3. There are no ablation studies to verify the effectiveness of the proposed four modules.
4. The conclusion that better training data have lower generalization error upper bound is trivial. The proofs in the paper are unnecessary.

1. Many of the implementation details are not clear or missing, see my question 1,2,3

2. The method requires prior knowledge of physics constraints, which is not necessarily available in real-world scenarios. Also, this could be an unfair comparison with vanilla baseline, since the latter could be easily improved by adding a regularization term to penalize the physics violation.

3. My major concern is the problem setting in this paper. For dynamical/physics system forecasting specially with these PDE like inputs, using multiple past observation to predict the future is a commonly used and very effective way to improve the forecasting. While this paper seems not using these basics from dynamical systems, therefore the experiments could be less legit. see my question 4.

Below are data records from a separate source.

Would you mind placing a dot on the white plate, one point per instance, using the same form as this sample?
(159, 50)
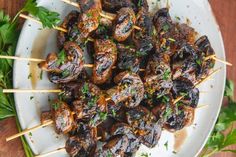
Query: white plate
(41, 42)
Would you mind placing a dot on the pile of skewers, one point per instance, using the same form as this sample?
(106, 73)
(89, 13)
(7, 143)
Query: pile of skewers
(144, 78)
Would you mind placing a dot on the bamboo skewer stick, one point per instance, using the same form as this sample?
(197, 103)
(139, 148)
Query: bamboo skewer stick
(29, 130)
(32, 91)
(102, 14)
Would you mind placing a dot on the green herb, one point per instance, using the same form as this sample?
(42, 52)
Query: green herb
(167, 74)
(65, 73)
(219, 140)
(103, 115)
(140, 53)
(166, 145)
(92, 101)
(29, 76)
(166, 27)
(41, 75)
(85, 89)
(61, 58)
(113, 113)
(48, 18)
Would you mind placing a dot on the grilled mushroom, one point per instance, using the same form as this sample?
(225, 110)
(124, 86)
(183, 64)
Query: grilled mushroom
(129, 89)
(123, 24)
(105, 59)
(62, 116)
(65, 66)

1. The authors' writing needs further improvement. There are many typos, such as "provides" in line 26, "anchor" in line 182, and "of in" in line 468. Additionally, the authors should reorganize their notation, especially in the "self-discovery" of Section 4.2, where the explanation of Z^{m}_{t} is difficult to understand. Furthermore, the descriptions of equations 6 and 11 seem contradictory.

2. In the authors' framework, the choice of physical metrics appears to play a significant role. Why did the authors select these metrics? Have they considered choosing other metrics?

3. Equations 25 and 26 do not seem to rigorously derive the conclusion of equation 27. Can the authors provide a more rigorous proof?

4. I noticed that the results for the TaxiBJ+ and SEVIR datasets in Table 1 do not match those reported in the original Earthfarsser paper. Can the authors explain the reason for this discrepancy?

5. The baseline methods compared by the authors do not seem to include the methods proposed in the original paper for DRS and FireSys. In this paper's baselines, the newer method MmvP, which is used for macro-motion trajectory prediction, appears unsuitable for physical scenarios like DRS and FireSys. Have the authors considered validating some more recent methods for modeling physical dynamics, such as HOPE [1] and PGODE [2]?

[1] Hope: High-order graph ode for modeling interacting dynamics, ICML 2023.

[2] PGODE: Towards High-quality System Dynamics Modeling, ICML 2024.